Judge it at the start.

So in conclusion, at budget-time, there will be lots of speeches, there will be plenty of commentary, there will be no shortage of words. 

But to me, it's the numbers that tells the story of the nation, and of our values. 

It is these numbers that are the real test - here is the test next Tuesday night:

  • Are the cuts to schools still there?
  • Are the cuts to hospitals and the freezes to Medicare still on the books?
  • Are they still pushing the retirement age of 70?
  • Are they cutting the energy supplement from any pensioners after September 2016?
  • And are those still subsidising multinationals and big banks through an unaffordable, unjustified massive $80 billion corporate tax giveaway.

If those numbers are there, then this 5th budget will just be like the previous four: the wrong decisions, informed by the wrong priorities, driven by the wrong values. 

For our part, Labor will approach this budget in the same way we have approached the last four.

We'll support what we think is good for the nation and vote for measures that we think are right.

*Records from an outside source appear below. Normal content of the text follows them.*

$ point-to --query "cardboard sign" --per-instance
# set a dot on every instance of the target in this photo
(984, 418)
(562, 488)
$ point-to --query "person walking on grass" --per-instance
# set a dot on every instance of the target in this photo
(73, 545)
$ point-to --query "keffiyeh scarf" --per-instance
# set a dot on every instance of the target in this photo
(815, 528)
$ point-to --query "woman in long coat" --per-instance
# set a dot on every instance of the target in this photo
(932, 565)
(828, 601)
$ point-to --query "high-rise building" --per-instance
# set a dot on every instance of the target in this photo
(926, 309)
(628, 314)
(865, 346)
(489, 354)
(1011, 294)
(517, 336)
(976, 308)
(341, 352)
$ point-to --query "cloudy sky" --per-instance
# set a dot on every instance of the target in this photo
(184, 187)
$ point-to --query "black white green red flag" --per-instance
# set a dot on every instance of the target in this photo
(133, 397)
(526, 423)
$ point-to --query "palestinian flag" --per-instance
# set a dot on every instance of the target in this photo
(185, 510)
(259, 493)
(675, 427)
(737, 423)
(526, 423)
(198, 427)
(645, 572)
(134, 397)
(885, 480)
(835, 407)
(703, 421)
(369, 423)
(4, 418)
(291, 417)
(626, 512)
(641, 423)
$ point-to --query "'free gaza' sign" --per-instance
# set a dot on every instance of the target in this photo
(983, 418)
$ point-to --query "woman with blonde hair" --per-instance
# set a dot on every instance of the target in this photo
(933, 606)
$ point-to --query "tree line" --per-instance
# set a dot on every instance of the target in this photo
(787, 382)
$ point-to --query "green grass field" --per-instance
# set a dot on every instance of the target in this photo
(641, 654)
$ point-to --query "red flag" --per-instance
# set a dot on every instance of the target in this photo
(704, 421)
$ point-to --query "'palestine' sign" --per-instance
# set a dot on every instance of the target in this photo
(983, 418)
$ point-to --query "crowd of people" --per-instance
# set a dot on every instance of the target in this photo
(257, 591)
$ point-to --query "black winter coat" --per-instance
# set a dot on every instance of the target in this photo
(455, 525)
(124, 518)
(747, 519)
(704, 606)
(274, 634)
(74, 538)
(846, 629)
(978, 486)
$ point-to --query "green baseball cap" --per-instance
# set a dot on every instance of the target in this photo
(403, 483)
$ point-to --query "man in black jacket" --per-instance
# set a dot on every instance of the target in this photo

  • But no amount of pressure from vested interests or their allies in the media, will make us wave through cuts that hurt those who can least afford it. 
  • We will not look the other way while Medicare remains frozen and the hospitals go without.
  • We will not mortgage Australia's  future but stripping money out of schools, TAFE, university and apprenticeships.

Imagine if we had listened to every budget-booster, columnist and editorial in those heady days after the 2017 Budget where the increase on the Medicare levy for people under $87,000 was a marvellous idea. 

We will not be intimidated if they're doing over middle and working class people just in the sheer hoopla of the days after the budget.

I'm proud that my team and I are not just strong opposition but in this term, we are a genuine alternative.

We believe the government does have a job to do in Australian society - it has a clear and profound responsibility:

  • To pay for our promises.
  • To deliver quality education for all. 
  • To properly fund our hospitals, our Medicare and our aged-care. 
  • To train Australians for good jobs with good wages.
  • To fairly reward the contribution of working and middle class Australians 
  • And to that generational contract for those who follow us - to leave the place better than we found.

This is our vision: a fair go for all Australians.

An economy that works in the interests of all Australians.